Mengelberg - Toyozumi

The Analects Of Confucius

Misha Mengelberg (p), Sabu Toyozumi (d)

Label / Distribution : NoBusiness Records

Cette confrontation entre Sabu Toyozumi et Misha Mengelberg se conçoit comme la passation d’un savoir entre un maître et son élève. Admirateur inconditionnel de Misha Mengelberg, le batteur japonais est un adepte du Watazumido, la voie du maître du zen rinzai Watazumi Doso.

Sabu Toyozumi est exemplaire, sa créativité est le fruit d’années de pratique instrumentale où il n’a cessé de développer un style de percussion original tout en s’acquittant d’une discipline rigoureuse. Artiste accompli, il est réputé pour ses calligraphies et l’une de ses œuvres orne la pochette de cet album The Analects Of Confucius. Son expérience musicale témoigne d’une flexibilité hors norme : il a formé avec Charles Mingus la section rythmique de l’orchestre The New Herd de Toshiyuki Miyama et s’est produit avec le spécialiste des synthétiseurs Stomu Yamashta ainsi qu’avec le groupe de musique bruitiste Hijokaidan. Mais c’est avec les spécialistes de l’improvisation libre qu’il excelle, Anthony Braxton, Derek Bailey ou Peter Brötzmann. Fasciné par le jeu pianistique de Misha Mengelberg il lui dédie une longue pièce qui avoisine les quarante minutes, « my guru MM ». Ce dialogue intense s’achemine vers des contrées inédites où l’humour et la spiritualité font bon ménage. Les interactions prennent de l’ampleur dans la confrontation exquise qui anime « teremakashi to forest of KEYAGU ». Le pianiste néerlandais balise le parcours par son jeu intrigant, véritable tremplin pour les facéties du batteur. Le boogie, le blues et des accents de ragtime apparaissent au détour d’un phrasé et contribuent à alimenter les structures mélodiques étourdissantes. Animateur prolifique au sein de son ICP Orchestra, Misha Mengelberg a toujours brillé dans les petites formations : ses interventions dans le quintet Change Of Season dédié à Herbie Nichols ou avec son trio sensationnel dans Who’s Bridge ont imposé son langage fait d’abstractions et d’introspections manifestes.

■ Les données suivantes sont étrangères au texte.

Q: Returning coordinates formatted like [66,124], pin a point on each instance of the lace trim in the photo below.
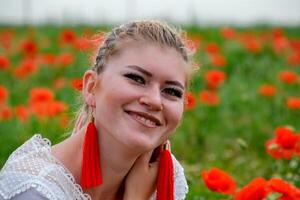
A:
[37,185]
[47,143]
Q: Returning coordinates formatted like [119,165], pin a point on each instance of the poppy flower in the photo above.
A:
[82,44]
[294,58]
[3,94]
[40,95]
[26,68]
[5,113]
[288,77]
[267,90]
[22,113]
[6,38]
[219,181]
[293,103]
[286,138]
[277,152]
[288,191]
[255,190]
[59,83]
[215,78]
[77,83]
[212,48]
[284,144]
[47,59]
[209,97]
[228,33]
[190,100]
[4,62]
[29,47]
[218,60]
[67,36]
[48,109]
[65,59]
[192,44]
[251,42]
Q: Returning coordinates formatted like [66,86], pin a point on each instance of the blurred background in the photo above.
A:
[242,118]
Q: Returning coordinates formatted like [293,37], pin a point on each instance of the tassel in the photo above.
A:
[165,180]
[91,175]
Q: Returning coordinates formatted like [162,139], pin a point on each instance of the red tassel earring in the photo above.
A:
[165,180]
[91,175]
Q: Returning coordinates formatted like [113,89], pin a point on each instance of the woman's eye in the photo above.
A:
[173,92]
[136,78]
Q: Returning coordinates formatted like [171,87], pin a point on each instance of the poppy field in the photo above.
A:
[240,135]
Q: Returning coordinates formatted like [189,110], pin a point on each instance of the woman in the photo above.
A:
[133,102]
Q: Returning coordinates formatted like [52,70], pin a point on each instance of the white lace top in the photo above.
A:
[32,166]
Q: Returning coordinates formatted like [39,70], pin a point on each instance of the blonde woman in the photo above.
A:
[133,102]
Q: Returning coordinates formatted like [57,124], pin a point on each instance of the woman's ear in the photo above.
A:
[89,84]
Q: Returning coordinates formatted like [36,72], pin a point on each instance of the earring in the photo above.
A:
[165,180]
[91,175]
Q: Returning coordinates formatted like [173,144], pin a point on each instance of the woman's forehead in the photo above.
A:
[165,62]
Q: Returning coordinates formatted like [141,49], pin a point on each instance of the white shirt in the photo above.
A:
[32,167]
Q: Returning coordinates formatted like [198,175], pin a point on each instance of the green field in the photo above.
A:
[229,134]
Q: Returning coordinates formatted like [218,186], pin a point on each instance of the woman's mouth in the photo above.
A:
[142,120]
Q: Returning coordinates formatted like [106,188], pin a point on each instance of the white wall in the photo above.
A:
[243,12]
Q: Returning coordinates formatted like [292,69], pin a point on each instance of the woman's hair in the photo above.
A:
[149,31]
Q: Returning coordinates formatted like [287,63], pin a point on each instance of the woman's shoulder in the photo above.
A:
[33,166]
[28,195]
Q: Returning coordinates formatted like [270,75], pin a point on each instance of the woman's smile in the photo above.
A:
[144,119]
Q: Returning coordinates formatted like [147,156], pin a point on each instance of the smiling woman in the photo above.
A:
[133,101]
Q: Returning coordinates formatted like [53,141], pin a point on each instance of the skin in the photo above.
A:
[125,143]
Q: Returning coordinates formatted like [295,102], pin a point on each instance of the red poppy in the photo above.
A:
[5,113]
[251,43]
[288,77]
[22,113]
[6,38]
[67,36]
[267,90]
[42,103]
[48,59]
[215,78]
[294,58]
[277,152]
[48,109]
[190,100]
[26,68]
[228,33]
[4,62]
[38,95]
[3,94]
[288,191]
[64,121]
[212,48]
[218,60]
[286,138]
[192,44]
[209,97]
[29,47]
[82,44]
[77,83]
[255,190]
[293,103]
[59,83]
[65,59]
[219,181]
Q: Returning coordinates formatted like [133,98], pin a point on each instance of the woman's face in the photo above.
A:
[139,97]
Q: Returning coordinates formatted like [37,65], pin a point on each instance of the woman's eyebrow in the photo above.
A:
[143,71]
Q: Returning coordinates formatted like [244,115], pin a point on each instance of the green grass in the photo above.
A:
[230,136]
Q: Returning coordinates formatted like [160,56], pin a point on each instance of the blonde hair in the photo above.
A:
[150,31]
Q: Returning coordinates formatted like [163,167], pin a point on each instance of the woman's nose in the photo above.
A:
[152,100]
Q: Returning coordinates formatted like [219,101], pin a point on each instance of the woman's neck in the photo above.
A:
[116,161]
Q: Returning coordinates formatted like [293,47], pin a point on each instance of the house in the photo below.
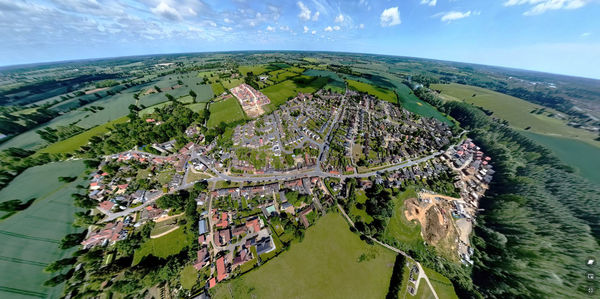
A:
[110,234]
[202,226]
[221,274]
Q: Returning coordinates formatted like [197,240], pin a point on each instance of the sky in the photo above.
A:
[556,36]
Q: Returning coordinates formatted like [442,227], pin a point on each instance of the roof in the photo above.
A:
[221,274]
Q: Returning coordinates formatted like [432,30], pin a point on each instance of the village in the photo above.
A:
[283,171]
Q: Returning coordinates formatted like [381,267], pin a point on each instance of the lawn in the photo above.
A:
[189,276]
[217,88]
[324,265]
[30,238]
[442,285]
[72,144]
[162,247]
[281,92]
[228,110]
[514,110]
[381,93]
[399,228]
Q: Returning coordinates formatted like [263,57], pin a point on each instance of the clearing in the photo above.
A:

L’approfondissement de ce dialogue musical émaillé d’une multitude de surprises échappe à tout hermétisme. Bien souvent, lorsque les concerts de musique improvisée sont retranscrits sur disque il y manque cruellement ce qui en fait le charme, l’aspect visuel. Ici, le lyrisme et la place accordée au silence procurent un sentiment d’ivresse permanent. « off MINOR » de Thelonious Monk (écrit avec un mot en majuscule comme les autres titres de ce disque) referme ce témoignage essentiel daté du 21 octobre 2000 et qui n’a pas pris une ride.